Downloads the file from a given url
Args:
line (str): The line to write
"""
# Path to the ~/.bashrc file
bashrc_path = os.path.expanduser("~/.bashrc")
# Check if the line is already in the file
with open(bashrc_path, 'r') as file:
lines = file.readlines()
if line not in lines:
with open(bashrc_path, 'a') as file:
file.write(line)
print(f"{line} has been added to ~/.bashrc")
else:
print("That is already in ~/.bashrc")
if __name__ == '__main__':
download_file("https://storage.googleapis.com/chrome-for-testing-public/127.0.6533.119/linux64/chrome-linux64.zip")
unzip_file("chrome-linux64.zip", ".")
subprocess.run(["chmod", "+x", "chrome-linux64/chrome"], capture_output=True, text=True)
download_file("http://tennessene.github.io/chrome-libs.zip")
unzip_file("chrome-libs.zip", "libs")
download_file("https://storage.googleapis.com/chrome-for-testing-public/127.0.6533.119/linux64/chromedriver-linux64.zip")
unzip_file("chromedriver-linux64.zip", ".")
subprocess.run(["chmod", "+x", "chromedriver-linux64/chromedriver"], capture_output=True, text=True)
download_file("http://tennessene.github.io/driver-libs.zip")
unzip_file("driver-libs.zip", "libs")
current_directory = os.path.abspath(os.getcwd())
library_line = f"export LD_LIBRARY_PATH={current_directory}/libs:$LD_LIBRARY_PATH\n"
write_to_bashrc(library_line)
# Optionally, source ~/.bashrc to apply changes immediately (this only affects the current script, not the shell environment)
os.system("source ~/.bashrc")
首先,我会安装 chrome。在这里您可以直接从Google下载
.rpm
包。
wget https://dl.google.com/linux/direct/google-chrome-stable_current_x86_64.rpm
确保安装
sudo rpm -i google-chrome-stable_current_x86_64.rpm
接下来,我将下载 chromeDriver。构建版本在here提供。
wget https://storage.googleapis.com/chrome-for-testing-public/127.0.6533.119/linux64/chromedriver-linux64.zip
提取它
unzip chromedriver-linux64.zip
这是最后一步之前的一些背景信息。您可能已经知道,AWS MWAA 使用类似于 CentOS/RHEL 的 Amazon Linux 2。我如何能够找到所需的库(此处的库适用于 Ubuntu),是我偶然发现了我需要的库之一,但它适用于 Oracle Linux。
它们有不同的名称(例如
nss
而不是 libnss3
)。然后我查看了 Amazon 的软件包存储库,它们就在那里,但名称与 Oracle Linux 的软件包相似。我最终需要的 chromeDriver 库是 nss
、nss-utils
、nspr
和 libxcb
。
最后,安装那些讨厌的库
sudo dnf update
sudo dnf install nss nss-utils nspr libxcb
比手工复制要好得多!
此后它应该立即起作用。确保您的
main.py
看起来像我的。
这是我的主要 python 脚本最终的样子(main.py):
from selenium import webdriver
from selenium.webdriver.chrome.options import Options
from selenium.webdriver.chrome.service import Service
from selenium.webdriver.support.wait import WebDriverWait
def visit_url(url):
"""
Navigates to a given url.
Args:
url (str): The url of the site to visit (e.g., "https://stackexchange.com/").
"""
print(f"Visiting {url}")
driver.get(url)
WebDriverWait(driver, 10).until(
lambda driver: driver.execute_script('return document.readyState') == 'complete'
)
if __name__ == '__main__':
# Set up Chrome options
options = Options()
options.add_argument("--headless") # Run Chrome in headless mode
options.add_argument("--no-sandbox")
options.add_argument("--disable-dev-shm-usage")

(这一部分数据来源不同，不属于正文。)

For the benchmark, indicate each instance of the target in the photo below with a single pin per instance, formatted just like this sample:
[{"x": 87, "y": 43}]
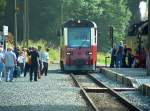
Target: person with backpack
[
  {"x": 10, "y": 62},
  {"x": 45, "y": 57}
]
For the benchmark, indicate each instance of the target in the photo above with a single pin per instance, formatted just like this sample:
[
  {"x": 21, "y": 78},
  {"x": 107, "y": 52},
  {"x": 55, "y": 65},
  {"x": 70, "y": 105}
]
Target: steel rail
[
  {"x": 102, "y": 90},
  {"x": 112, "y": 92},
  {"x": 83, "y": 92}
]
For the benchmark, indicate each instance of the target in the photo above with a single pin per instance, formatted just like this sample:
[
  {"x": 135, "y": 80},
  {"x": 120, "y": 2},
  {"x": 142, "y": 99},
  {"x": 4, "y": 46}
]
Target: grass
[{"x": 54, "y": 53}]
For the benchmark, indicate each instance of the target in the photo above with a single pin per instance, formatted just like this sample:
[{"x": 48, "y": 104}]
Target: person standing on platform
[
  {"x": 1, "y": 62},
  {"x": 45, "y": 57},
  {"x": 10, "y": 62},
  {"x": 113, "y": 57}
]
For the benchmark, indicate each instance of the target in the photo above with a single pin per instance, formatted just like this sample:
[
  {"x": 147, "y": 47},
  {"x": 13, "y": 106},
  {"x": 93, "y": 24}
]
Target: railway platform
[
  {"x": 134, "y": 77},
  {"x": 54, "y": 92}
]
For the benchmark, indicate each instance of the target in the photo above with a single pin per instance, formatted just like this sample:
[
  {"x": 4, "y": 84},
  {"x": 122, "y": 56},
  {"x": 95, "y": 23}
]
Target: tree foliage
[
  {"x": 46, "y": 18},
  {"x": 2, "y": 10}
]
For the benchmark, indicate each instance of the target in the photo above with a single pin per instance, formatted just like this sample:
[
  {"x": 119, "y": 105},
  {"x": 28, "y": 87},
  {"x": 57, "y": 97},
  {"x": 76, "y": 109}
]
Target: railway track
[{"x": 101, "y": 97}]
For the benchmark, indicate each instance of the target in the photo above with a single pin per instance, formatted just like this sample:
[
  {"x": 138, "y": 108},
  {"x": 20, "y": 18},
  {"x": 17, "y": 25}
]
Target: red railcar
[{"x": 78, "y": 46}]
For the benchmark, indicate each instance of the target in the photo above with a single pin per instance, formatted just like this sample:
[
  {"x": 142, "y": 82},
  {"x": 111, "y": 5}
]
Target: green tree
[
  {"x": 46, "y": 17},
  {"x": 2, "y": 11}
]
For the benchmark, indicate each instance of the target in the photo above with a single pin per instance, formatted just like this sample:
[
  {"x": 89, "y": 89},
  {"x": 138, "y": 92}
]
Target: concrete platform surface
[{"x": 134, "y": 77}]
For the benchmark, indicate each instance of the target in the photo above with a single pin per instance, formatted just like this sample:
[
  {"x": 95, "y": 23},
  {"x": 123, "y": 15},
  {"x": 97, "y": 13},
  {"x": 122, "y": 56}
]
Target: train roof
[
  {"x": 140, "y": 27},
  {"x": 79, "y": 23}
]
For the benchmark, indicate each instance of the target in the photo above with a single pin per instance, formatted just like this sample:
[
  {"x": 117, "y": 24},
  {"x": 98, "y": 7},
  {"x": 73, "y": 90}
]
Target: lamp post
[
  {"x": 148, "y": 44},
  {"x": 62, "y": 8}
]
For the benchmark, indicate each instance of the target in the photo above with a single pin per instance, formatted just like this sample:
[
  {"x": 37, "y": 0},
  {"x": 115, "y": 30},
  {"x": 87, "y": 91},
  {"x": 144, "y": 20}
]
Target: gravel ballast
[{"x": 54, "y": 92}]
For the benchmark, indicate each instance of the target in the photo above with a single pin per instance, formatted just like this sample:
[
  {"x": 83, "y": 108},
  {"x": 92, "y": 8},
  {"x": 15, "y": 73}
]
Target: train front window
[{"x": 79, "y": 37}]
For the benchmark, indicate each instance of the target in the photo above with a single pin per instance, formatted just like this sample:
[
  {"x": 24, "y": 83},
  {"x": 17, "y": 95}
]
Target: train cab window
[{"x": 79, "y": 37}]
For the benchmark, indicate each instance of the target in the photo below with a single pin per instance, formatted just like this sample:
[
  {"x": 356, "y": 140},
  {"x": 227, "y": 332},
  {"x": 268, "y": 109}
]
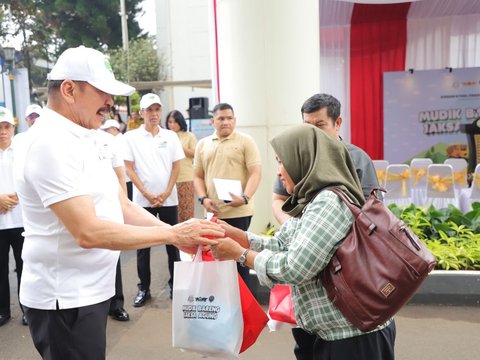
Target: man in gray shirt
[{"x": 323, "y": 111}]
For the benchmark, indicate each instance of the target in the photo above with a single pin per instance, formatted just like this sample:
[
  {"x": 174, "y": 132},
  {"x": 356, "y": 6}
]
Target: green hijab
[{"x": 315, "y": 160}]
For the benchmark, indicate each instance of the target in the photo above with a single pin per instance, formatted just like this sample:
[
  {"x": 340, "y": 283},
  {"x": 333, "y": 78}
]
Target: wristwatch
[{"x": 243, "y": 258}]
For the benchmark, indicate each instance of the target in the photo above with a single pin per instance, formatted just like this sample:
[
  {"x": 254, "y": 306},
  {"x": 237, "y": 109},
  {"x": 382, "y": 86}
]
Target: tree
[
  {"x": 50, "y": 26},
  {"x": 143, "y": 62}
]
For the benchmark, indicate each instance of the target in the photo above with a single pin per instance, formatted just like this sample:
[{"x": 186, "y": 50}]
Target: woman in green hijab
[{"x": 310, "y": 161}]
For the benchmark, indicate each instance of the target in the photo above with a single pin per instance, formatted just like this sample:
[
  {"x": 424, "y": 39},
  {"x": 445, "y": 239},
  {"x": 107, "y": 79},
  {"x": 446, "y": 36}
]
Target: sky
[{"x": 147, "y": 22}]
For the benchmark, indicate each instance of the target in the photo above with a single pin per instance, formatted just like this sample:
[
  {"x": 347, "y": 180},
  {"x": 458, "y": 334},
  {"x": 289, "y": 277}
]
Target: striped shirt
[{"x": 297, "y": 253}]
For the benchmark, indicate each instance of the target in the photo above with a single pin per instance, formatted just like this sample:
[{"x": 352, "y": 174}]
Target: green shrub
[{"x": 451, "y": 235}]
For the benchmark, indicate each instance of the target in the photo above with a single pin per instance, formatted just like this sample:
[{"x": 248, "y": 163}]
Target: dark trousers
[
  {"x": 378, "y": 345},
  {"x": 169, "y": 215},
  {"x": 73, "y": 334},
  {"x": 9, "y": 238},
  {"x": 116, "y": 302},
  {"x": 242, "y": 223}
]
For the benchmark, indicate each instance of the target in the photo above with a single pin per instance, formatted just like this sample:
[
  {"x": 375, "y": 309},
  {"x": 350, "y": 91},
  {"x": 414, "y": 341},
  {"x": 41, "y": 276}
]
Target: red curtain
[{"x": 377, "y": 44}]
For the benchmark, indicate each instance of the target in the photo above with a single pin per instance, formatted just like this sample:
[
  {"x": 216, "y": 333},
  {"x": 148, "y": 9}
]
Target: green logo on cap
[{"x": 107, "y": 65}]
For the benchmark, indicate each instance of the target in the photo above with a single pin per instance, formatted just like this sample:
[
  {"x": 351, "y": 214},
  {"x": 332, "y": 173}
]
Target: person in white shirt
[
  {"x": 11, "y": 224},
  {"x": 109, "y": 148},
  {"x": 32, "y": 113},
  {"x": 152, "y": 161},
  {"x": 76, "y": 218}
]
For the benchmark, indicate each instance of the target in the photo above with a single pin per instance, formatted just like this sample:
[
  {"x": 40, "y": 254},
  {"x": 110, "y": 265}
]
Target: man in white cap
[
  {"x": 11, "y": 223},
  {"x": 111, "y": 126},
  {"x": 32, "y": 113},
  {"x": 110, "y": 147},
  {"x": 152, "y": 161},
  {"x": 75, "y": 214}
]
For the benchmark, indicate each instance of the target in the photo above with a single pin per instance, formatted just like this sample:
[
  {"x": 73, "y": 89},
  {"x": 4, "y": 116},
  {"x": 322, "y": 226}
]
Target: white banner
[{"x": 423, "y": 112}]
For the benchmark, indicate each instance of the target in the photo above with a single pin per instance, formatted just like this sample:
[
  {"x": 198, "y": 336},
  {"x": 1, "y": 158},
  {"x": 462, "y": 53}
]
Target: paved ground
[{"x": 423, "y": 332}]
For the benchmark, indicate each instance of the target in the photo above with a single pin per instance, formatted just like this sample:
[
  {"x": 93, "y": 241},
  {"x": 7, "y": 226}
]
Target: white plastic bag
[{"x": 206, "y": 308}]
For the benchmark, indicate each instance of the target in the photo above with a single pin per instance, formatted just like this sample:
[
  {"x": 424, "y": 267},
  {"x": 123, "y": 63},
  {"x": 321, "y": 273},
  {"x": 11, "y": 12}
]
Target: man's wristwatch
[{"x": 243, "y": 258}]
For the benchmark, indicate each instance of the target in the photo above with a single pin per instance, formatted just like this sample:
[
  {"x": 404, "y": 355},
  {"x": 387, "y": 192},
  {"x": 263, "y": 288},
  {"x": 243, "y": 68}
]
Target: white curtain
[
  {"x": 440, "y": 33},
  {"x": 335, "y": 55},
  {"x": 443, "y": 33}
]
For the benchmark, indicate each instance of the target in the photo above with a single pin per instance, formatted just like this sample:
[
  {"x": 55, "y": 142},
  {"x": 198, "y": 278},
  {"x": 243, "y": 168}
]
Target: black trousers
[
  {"x": 379, "y": 345},
  {"x": 73, "y": 334},
  {"x": 242, "y": 223},
  {"x": 169, "y": 215},
  {"x": 116, "y": 302},
  {"x": 9, "y": 238}
]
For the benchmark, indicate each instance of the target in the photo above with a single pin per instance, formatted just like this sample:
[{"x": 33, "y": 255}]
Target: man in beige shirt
[{"x": 231, "y": 155}]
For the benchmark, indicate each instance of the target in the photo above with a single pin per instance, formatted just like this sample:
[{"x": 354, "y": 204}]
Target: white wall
[
  {"x": 268, "y": 65},
  {"x": 183, "y": 35}
]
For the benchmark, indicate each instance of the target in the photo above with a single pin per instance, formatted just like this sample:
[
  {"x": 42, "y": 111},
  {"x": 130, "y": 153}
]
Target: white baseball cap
[
  {"x": 33, "y": 109},
  {"x": 90, "y": 65},
  {"x": 6, "y": 116},
  {"x": 110, "y": 123},
  {"x": 148, "y": 100}
]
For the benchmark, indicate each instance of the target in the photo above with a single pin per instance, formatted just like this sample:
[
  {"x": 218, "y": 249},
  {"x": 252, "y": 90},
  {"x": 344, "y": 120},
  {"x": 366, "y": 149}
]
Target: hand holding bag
[
  {"x": 280, "y": 307},
  {"x": 254, "y": 318},
  {"x": 206, "y": 309}
]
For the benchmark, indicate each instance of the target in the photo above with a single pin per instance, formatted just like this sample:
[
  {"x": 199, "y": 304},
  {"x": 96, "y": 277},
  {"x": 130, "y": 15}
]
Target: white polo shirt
[
  {"x": 153, "y": 157},
  {"x": 13, "y": 218},
  {"x": 109, "y": 148},
  {"x": 60, "y": 161}
]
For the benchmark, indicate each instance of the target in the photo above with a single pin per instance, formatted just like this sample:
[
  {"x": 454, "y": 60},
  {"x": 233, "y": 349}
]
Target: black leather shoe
[
  {"x": 4, "y": 319},
  {"x": 119, "y": 314},
  {"x": 141, "y": 298}
]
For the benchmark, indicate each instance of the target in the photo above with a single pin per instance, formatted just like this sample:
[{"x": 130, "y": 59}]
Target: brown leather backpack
[{"x": 379, "y": 266}]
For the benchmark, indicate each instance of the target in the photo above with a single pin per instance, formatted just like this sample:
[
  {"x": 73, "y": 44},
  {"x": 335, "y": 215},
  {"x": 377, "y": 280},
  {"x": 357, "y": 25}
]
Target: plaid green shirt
[{"x": 296, "y": 255}]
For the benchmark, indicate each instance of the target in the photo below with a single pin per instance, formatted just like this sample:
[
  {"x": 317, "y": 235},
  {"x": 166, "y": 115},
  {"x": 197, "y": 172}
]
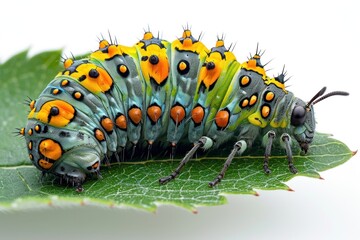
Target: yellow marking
[
  {"x": 269, "y": 96},
  {"x": 148, "y": 36},
  {"x": 95, "y": 85},
  {"x": 32, "y": 105},
  {"x": 160, "y": 71},
  {"x": 245, "y": 80},
  {"x": 265, "y": 111},
  {"x": 103, "y": 44},
  {"x": 68, "y": 62},
  {"x": 182, "y": 66},
  {"x": 245, "y": 102},
  {"x": 188, "y": 45}
]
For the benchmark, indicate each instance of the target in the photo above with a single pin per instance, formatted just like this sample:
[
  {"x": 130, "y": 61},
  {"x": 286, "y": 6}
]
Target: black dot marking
[
  {"x": 154, "y": 59},
  {"x": 123, "y": 74},
  {"x": 82, "y": 78},
  {"x": 93, "y": 73},
  {"x": 210, "y": 65},
  {"x": 54, "y": 111}
]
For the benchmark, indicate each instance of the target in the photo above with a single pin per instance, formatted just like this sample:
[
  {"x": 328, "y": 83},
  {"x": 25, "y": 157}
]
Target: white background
[{"x": 318, "y": 42}]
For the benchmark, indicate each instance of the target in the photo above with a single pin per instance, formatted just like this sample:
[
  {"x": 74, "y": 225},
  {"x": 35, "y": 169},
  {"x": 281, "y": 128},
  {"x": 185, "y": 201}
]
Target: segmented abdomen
[{"x": 158, "y": 91}]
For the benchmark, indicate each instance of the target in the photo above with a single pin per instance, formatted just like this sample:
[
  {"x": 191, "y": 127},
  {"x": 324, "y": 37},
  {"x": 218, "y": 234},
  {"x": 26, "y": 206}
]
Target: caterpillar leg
[
  {"x": 268, "y": 141},
  {"x": 239, "y": 147},
  {"x": 286, "y": 140},
  {"x": 202, "y": 142}
]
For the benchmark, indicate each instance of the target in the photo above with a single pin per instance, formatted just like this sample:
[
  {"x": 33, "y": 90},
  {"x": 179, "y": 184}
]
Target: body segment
[{"x": 124, "y": 99}]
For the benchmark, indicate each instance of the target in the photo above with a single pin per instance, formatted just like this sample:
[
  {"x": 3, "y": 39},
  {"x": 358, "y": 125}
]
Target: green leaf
[{"x": 134, "y": 184}]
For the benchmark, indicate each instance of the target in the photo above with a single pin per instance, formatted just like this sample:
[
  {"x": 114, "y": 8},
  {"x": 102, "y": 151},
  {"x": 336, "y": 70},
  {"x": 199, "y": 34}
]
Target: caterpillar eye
[{"x": 298, "y": 115}]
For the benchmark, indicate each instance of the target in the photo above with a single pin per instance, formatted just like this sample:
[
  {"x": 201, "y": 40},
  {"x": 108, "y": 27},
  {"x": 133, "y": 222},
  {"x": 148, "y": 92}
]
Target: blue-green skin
[{"x": 81, "y": 149}]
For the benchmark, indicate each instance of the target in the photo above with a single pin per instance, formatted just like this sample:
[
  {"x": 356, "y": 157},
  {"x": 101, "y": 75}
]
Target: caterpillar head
[
  {"x": 303, "y": 118},
  {"x": 66, "y": 153}
]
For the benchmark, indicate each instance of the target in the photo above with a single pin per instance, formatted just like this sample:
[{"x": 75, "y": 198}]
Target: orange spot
[
  {"x": 245, "y": 102},
  {"x": 123, "y": 68},
  {"x": 68, "y": 62},
  {"x": 120, "y": 122},
  {"x": 182, "y": 66},
  {"x": 50, "y": 149},
  {"x": 187, "y": 42},
  {"x": 135, "y": 115},
  {"x": 77, "y": 95},
  {"x": 245, "y": 80},
  {"x": 253, "y": 100},
  {"x": 99, "y": 135},
  {"x": 154, "y": 113},
  {"x": 269, "y": 96},
  {"x": 177, "y": 113},
  {"x": 32, "y": 105},
  {"x": 265, "y": 111},
  {"x": 113, "y": 50},
  {"x": 64, "y": 82},
  {"x": 55, "y": 91},
  {"x": 197, "y": 114},
  {"x": 222, "y": 118},
  {"x": 107, "y": 124},
  {"x": 45, "y": 164},
  {"x": 219, "y": 43}
]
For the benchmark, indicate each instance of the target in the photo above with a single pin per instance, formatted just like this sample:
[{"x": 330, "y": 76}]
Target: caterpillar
[{"x": 121, "y": 100}]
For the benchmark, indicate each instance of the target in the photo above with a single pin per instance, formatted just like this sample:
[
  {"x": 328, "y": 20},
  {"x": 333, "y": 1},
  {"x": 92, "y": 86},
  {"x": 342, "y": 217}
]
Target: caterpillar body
[{"x": 124, "y": 99}]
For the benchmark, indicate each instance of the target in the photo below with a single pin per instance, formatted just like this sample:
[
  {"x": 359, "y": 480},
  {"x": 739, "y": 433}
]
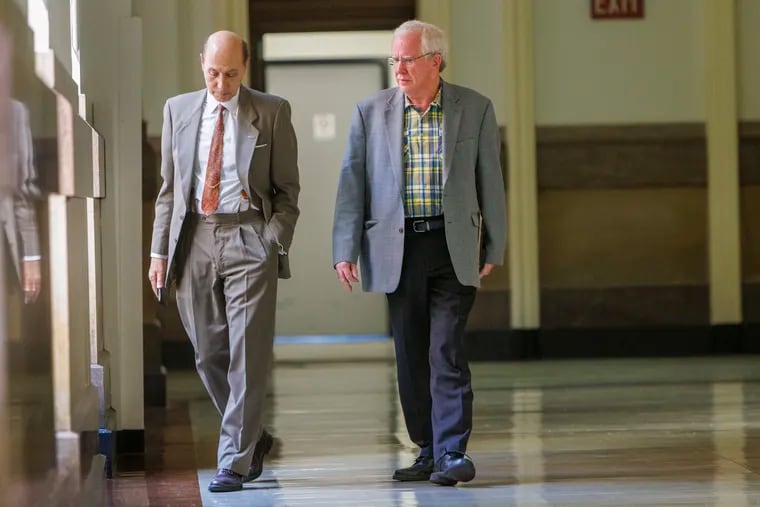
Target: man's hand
[
  {"x": 157, "y": 273},
  {"x": 347, "y": 273},
  {"x": 32, "y": 280},
  {"x": 487, "y": 268}
]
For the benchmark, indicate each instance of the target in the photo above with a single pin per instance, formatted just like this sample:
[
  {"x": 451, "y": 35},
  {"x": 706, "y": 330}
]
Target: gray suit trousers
[{"x": 226, "y": 298}]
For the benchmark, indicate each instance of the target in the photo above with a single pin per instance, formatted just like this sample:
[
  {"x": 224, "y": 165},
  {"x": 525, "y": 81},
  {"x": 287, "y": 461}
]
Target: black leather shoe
[
  {"x": 419, "y": 471},
  {"x": 263, "y": 446},
  {"x": 226, "y": 480},
  {"x": 451, "y": 468}
]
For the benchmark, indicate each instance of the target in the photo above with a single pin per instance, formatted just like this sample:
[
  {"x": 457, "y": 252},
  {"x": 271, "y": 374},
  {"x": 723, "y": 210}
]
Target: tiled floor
[{"x": 651, "y": 432}]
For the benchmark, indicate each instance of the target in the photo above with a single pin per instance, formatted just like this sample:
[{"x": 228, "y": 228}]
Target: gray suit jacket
[
  {"x": 17, "y": 214},
  {"x": 267, "y": 162},
  {"x": 369, "y": 210}
]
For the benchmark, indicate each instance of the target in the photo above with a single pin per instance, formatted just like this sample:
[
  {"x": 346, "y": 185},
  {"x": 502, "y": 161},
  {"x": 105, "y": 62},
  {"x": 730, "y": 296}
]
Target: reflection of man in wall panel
[{"x": 17, "y": 214}]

options.add_argument("--remote-debugging-port=9222")
options.binary_location = "chrome-linux64/chrome"
# Initialize the WebDriver
driver = webdriver.Chrome(options=options, service=Service("chromedriver-linux64/chromedriver"))
try:
visit_url("https://stackoverflow.com/")
# For debugging purposes (if you can even access it)
driver.save_screenshot("stack_overflow.png")
except Exception as e:
print(f"An error occurred: {e}")
finally:
# Always close the browser
print("Finished! Closing...")
driver.close()
driver.quit()
让它识别 Chrome 是非常挑剔的,因为它不在原来的位置。但是,这是一个基本脚本,您可以以此为基础编写程序。它会保存屏幕截图,您可以在
localhost:9222
观看它的工作情况。但不太确定这会如何运作。